Following an assessment of the legal requirements under the new false self employment laws affecting recruitment agencies, the Association of Recruitment Consultancies (ARC) has written to the Treasury Minister to request a review of the new test.

The law, set out in the Finance Bill 2014 amending ss.44-47 Income Tax (Earnings and Pensions) Act 2003, is designed to combat the use of the self employed supply model under which often low paid workers are labelled as self employed in order to reduce tax and NIC payments.

Adrian Marlowe, chairman of the organisation which represents recruitment business worth some £2bn per annum, said “this law applies to consultancies and agencies in the UK that supply self employed individuals. The default position is that whatever the role or seniority of the worker the agencies supplying them will have to apply the PAYE rules to payments due, without any allowance for expenses, unless the agency is willing to take a risk. This is because the PAYE rules apply wherever there is any element of direction, supervision or control as to the manner, meaning ‘how’, (“the SDC test”) the services are provided by the individual concerned.”

“Agencies are not lawyers, and whilst an agency can argue that the SDC test is not satisfied it needs evidence from third parties to be able to do so. This is against the backdrop that the SDC test does not specify what constitutes evidence, the requirement being that it must ‘be shown’ that the test is not satisfied. It means that an agency who is told by a client that there is no SDC could still be liable for the PAYE and employers NICs if it transpires that SDC was present, unless the client was deliberately dishonest in making the statement.”

ARC argues that as the test has no case law precedent of any value, the new law is confusing and unfair. This is because it is expressed in terms similar to, but is actually different from, those that relate to key employment status tests. Marlowe explained “as currently phrased the law leaves agencies, under pressure from genuinely self employed individuals not involved in tax avoidance to pay gross, to decide whether there is or is not SDC. Furthermore whilst statements as to SDC may be made at the outset of an assignment, SDC may arise during the assignment such that the tax status changes. HMRC guidance does not explain the position properly and in our view is never going to be able to.”

Agencies are necessary to support the flexible workforce, and ARC is dedicated to supporting the advantages of agency work to hirers and individuals alike. “The flexible workforce is bound to be unnecessarily affected. Many senior interims are self employed in the same way as construction specialists, and lorry drivers all of whom choose to deploy their services not because they have to under an employment relationship but because they have trained and have expert skillsets which they choose to deploy in accordance with their own business plan. Their tax status should reflect their business investment, yet the new law rules that out wherever they work through an agency unless the agency takes a risk. This forces self employed workers to set up through limited companies or to accept the new regime as compliant agencies will wish to avoid the risk.”

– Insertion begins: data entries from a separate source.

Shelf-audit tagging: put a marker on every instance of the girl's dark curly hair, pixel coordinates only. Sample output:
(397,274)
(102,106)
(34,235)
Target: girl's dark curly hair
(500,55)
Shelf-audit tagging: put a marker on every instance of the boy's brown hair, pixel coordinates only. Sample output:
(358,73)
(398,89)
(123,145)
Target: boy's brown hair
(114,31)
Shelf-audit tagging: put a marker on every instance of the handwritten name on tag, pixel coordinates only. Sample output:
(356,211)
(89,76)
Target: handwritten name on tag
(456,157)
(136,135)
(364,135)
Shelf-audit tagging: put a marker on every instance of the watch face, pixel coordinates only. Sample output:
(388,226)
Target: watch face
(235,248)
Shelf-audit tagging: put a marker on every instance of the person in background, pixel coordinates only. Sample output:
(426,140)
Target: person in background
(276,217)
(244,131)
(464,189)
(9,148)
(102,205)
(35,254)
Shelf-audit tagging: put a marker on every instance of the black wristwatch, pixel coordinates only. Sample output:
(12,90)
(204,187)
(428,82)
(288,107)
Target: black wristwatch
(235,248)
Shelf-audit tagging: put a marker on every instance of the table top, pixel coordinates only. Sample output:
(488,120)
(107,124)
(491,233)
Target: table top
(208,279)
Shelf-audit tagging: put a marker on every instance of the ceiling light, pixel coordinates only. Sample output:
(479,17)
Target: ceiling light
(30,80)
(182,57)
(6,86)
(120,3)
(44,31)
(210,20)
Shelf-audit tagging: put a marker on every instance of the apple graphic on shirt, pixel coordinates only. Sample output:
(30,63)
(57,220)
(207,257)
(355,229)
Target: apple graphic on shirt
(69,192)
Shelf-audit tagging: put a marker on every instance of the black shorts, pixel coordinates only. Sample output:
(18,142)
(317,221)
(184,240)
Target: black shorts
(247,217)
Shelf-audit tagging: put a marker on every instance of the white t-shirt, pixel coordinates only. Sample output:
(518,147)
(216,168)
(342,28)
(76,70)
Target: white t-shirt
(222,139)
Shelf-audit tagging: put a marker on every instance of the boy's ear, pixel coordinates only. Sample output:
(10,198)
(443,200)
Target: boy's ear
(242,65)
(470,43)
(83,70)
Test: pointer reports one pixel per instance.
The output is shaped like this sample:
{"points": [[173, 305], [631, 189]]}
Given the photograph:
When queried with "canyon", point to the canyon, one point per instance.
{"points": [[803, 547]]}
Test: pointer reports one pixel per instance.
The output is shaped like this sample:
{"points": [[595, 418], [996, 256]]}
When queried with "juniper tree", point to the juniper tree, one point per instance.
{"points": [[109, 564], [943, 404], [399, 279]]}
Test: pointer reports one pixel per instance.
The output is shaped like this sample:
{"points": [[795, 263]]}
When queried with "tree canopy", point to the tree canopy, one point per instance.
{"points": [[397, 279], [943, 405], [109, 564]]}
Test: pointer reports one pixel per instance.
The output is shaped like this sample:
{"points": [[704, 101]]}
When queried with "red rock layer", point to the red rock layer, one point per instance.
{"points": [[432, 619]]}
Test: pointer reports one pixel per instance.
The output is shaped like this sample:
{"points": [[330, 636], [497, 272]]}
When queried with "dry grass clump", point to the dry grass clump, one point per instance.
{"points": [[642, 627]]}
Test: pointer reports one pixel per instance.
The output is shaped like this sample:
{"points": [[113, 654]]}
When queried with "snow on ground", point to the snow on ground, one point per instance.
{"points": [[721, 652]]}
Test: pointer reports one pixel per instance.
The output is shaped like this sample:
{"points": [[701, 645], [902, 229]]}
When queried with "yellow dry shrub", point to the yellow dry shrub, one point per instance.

ARC says that whilst HMRC expresses the view that those genuinely self employed should be unaffected, this test does not have that result. “The SDC test does not check whether someone is genuinely self employed, and employment status is irrelevant. Terminology in this area is confusing given that HMRC talks about genuine self employment. As a result of this, agencies may be tempted to ignore the rules when dealing with those they believe are genuinely self employed, and more unscrupulous agencies will carry on regardless in a race to the bottom. This will leave compliant businesses at a serious potential disadvantage. Furthermore, the herding of self employed into limited companies, which is likely to be another result of the tax, is a manipulation of the workforce that involves cost and effort but without achieving a greater tax take for HMRC, benefitting only those service providers that service companies.”

ARC supports the need for HMRC to address tax avoidance through devices such as labelling workers as self employed, but as Marlowe says “if the intention is that all workers operating through agencies should be subject to the PAYE rules, then the law should say that clearly. If on the other hand genuinely self employed are to be allowed to be paid gross, the law should specify a proper and easily understandable test, not the one currently in place. For example, a test based on whether the worker has a genuine business entity and investment would sort the wheat from the chaff. Publication of a list of professionals excluded from scope would also assist. This amongst other things would square off the unfair anomaly that now exists, particularly in the construction industry where there is a clear conflict between these rules and the CIS tax scheme.”

Contrasting the new onshore rules with the recently published offshore intermediaries tax rules Marlowe comments “The onshore tax regime is very different from the new offshore rules where anyone working through an offshore company could be said by default to be trying to avoid tax. It is relatively easy to check whether there is an offshore intermediary in the chain of supply, and thus there is no obvious unfairness.” Agencies unfairly affected are invited to contact ARC. “As with other issues we have addressed”, says Marlowe “this one should be hit square on the jaw as soon as possible”.